In a conversation with AIM, Sriram Subramanian, cloud computing analyst and founder of market research firm CloudDon, said he expects a mixed model, in which inference is split between the cloud and the device to improve performance. "The other angle is moving to smaller AI models where the requirements aren't much for the user." "GPUs will be the larger pie definitely," he declared, adding that powerful cloud-based compute will remain necessary for accuracy and high-demand workloads. If users want the most accurate and contextually relevant responses, they may continue to prefer cloud-based GPUs, which will remain more powerful than on-device systems, even as local AI proves increasingly capable.

Related Topics: #AI #GPUs #Sriram Subramanian #CloudDon #on‑device #mixed inference #cloud #Perplexity

Will the cloud keep its hold on AI? Sriram Subramanian says the future will likely split inference between cloud servers and edge devices, a compromise that could ease latency and cut bandwidth costs.
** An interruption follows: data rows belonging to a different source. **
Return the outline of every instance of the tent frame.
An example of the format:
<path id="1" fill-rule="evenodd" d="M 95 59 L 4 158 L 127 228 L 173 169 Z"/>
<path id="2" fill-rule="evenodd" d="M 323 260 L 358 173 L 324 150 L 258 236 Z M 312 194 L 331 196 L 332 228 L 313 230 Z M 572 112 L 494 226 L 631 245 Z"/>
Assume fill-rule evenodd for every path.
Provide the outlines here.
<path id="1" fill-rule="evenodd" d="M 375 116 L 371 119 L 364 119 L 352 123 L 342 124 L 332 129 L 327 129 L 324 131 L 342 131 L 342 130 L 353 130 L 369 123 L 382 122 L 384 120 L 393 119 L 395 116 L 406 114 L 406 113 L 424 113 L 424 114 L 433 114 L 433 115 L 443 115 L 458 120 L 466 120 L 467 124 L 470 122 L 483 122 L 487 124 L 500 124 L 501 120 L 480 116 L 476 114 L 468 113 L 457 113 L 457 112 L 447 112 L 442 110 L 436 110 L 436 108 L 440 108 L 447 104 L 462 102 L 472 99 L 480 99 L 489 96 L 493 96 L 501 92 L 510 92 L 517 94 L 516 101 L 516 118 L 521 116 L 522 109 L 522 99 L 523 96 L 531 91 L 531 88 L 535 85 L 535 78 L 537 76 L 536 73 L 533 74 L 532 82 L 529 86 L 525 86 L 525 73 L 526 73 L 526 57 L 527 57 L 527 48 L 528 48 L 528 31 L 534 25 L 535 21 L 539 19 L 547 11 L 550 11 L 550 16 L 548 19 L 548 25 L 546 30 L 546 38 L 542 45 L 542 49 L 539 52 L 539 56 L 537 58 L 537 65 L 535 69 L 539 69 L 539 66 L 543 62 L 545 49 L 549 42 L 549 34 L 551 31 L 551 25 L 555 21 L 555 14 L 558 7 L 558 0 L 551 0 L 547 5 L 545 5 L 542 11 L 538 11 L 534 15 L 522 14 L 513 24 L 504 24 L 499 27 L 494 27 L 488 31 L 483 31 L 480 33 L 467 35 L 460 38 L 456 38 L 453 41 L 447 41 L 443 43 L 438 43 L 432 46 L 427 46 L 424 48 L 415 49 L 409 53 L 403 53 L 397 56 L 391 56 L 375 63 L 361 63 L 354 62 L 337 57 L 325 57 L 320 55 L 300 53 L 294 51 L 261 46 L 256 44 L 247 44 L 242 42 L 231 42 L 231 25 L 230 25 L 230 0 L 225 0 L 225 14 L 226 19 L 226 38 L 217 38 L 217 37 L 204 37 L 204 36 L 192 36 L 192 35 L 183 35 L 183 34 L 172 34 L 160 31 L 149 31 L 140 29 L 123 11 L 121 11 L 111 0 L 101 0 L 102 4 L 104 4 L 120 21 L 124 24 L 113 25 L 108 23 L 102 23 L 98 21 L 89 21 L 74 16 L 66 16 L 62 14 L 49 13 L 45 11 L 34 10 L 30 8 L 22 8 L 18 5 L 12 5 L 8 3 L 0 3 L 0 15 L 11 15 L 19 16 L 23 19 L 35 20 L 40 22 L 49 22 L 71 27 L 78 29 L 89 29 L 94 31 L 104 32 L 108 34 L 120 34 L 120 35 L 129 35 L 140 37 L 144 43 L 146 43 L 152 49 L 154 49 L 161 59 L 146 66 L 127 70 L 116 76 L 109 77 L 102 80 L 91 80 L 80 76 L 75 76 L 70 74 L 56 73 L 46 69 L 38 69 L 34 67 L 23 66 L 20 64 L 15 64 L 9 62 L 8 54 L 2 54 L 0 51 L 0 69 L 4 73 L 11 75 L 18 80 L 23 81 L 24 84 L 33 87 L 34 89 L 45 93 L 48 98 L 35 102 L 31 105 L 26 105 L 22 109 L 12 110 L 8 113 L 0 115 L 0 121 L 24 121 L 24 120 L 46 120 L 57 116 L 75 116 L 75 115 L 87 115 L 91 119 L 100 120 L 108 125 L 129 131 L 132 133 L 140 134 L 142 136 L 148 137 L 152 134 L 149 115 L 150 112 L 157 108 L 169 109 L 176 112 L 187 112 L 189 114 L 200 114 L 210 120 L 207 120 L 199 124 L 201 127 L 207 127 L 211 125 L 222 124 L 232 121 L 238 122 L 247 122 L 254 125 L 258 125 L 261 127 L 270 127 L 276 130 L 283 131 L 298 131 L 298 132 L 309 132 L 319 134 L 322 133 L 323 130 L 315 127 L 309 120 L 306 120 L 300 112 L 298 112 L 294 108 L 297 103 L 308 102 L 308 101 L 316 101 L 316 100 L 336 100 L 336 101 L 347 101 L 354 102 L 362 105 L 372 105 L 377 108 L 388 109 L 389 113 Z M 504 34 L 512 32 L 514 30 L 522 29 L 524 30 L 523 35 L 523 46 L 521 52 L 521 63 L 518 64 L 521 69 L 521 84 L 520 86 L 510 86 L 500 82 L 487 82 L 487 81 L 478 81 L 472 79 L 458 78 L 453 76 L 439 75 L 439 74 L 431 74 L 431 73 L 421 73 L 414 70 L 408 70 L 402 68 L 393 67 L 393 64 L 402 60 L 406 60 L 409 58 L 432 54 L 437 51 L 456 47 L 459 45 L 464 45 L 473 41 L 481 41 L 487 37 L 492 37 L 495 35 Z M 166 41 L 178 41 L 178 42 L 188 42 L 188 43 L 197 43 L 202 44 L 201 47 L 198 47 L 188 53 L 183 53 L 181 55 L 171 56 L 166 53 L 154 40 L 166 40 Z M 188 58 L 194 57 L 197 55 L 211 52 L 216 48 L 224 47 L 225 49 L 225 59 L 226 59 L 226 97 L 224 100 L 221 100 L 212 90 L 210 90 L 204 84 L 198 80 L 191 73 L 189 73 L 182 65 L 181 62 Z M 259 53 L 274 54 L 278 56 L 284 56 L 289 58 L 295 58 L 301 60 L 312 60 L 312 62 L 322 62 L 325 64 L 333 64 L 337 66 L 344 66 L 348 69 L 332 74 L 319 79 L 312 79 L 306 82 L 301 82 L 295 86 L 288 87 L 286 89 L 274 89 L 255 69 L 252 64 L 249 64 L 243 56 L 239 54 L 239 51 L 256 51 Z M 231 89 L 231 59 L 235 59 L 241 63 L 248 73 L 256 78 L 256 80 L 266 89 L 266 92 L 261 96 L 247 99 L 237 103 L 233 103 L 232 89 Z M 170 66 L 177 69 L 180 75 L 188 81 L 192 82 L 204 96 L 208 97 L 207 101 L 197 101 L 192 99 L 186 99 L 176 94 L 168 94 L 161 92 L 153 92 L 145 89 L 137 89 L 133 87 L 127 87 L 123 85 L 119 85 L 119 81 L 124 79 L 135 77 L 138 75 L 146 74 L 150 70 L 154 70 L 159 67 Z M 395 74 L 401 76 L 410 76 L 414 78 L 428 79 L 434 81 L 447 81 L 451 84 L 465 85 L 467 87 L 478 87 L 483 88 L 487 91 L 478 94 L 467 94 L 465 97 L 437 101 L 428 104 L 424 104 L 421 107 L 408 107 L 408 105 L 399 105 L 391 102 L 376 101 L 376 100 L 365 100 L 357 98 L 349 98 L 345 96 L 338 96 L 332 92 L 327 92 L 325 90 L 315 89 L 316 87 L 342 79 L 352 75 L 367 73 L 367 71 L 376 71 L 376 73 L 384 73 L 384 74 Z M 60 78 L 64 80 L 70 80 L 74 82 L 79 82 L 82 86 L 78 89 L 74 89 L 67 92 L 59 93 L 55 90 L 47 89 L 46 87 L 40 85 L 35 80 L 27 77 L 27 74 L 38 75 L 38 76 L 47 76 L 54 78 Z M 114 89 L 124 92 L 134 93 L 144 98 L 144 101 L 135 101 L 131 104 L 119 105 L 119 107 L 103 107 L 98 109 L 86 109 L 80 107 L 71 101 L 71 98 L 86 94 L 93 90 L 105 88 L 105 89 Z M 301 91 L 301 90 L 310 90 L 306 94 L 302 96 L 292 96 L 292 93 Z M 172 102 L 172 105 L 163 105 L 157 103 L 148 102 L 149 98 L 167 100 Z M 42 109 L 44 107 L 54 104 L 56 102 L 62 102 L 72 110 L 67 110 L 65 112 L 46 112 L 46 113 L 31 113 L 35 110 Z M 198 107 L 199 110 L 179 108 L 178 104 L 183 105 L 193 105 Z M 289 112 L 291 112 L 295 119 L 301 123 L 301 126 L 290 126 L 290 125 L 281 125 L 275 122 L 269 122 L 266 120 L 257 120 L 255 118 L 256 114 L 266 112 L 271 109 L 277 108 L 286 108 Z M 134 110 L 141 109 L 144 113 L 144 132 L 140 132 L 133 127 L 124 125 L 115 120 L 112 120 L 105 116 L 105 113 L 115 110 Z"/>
Companies are already pouring billions into GPUs and massive data‑centre expansions, operating on the premise that large models demand centralized power.

Yet Aravind Srinivas warns that local processing may become the biggest threat to those investments, suggesting that on‑device inference could erode the need for ever‑larger facilities. The analyst also notes a trend toward smaller models, which require less compute and could shift the balance further toward the edge. It remains unclear whether this mixed approach will curb the current growth of AI‑focused infrastructure or simply add a new layer of complexity.

What will drive adoption—performance gains, cost pressures, or regulatory factors? The answer, for now, sits in a space of uncertainty, with both cloud and device strategies vying for relevance.

Further Reading

Common Questions Answered

What mixed inference model does Sriram Subramanian predict for AI workloads?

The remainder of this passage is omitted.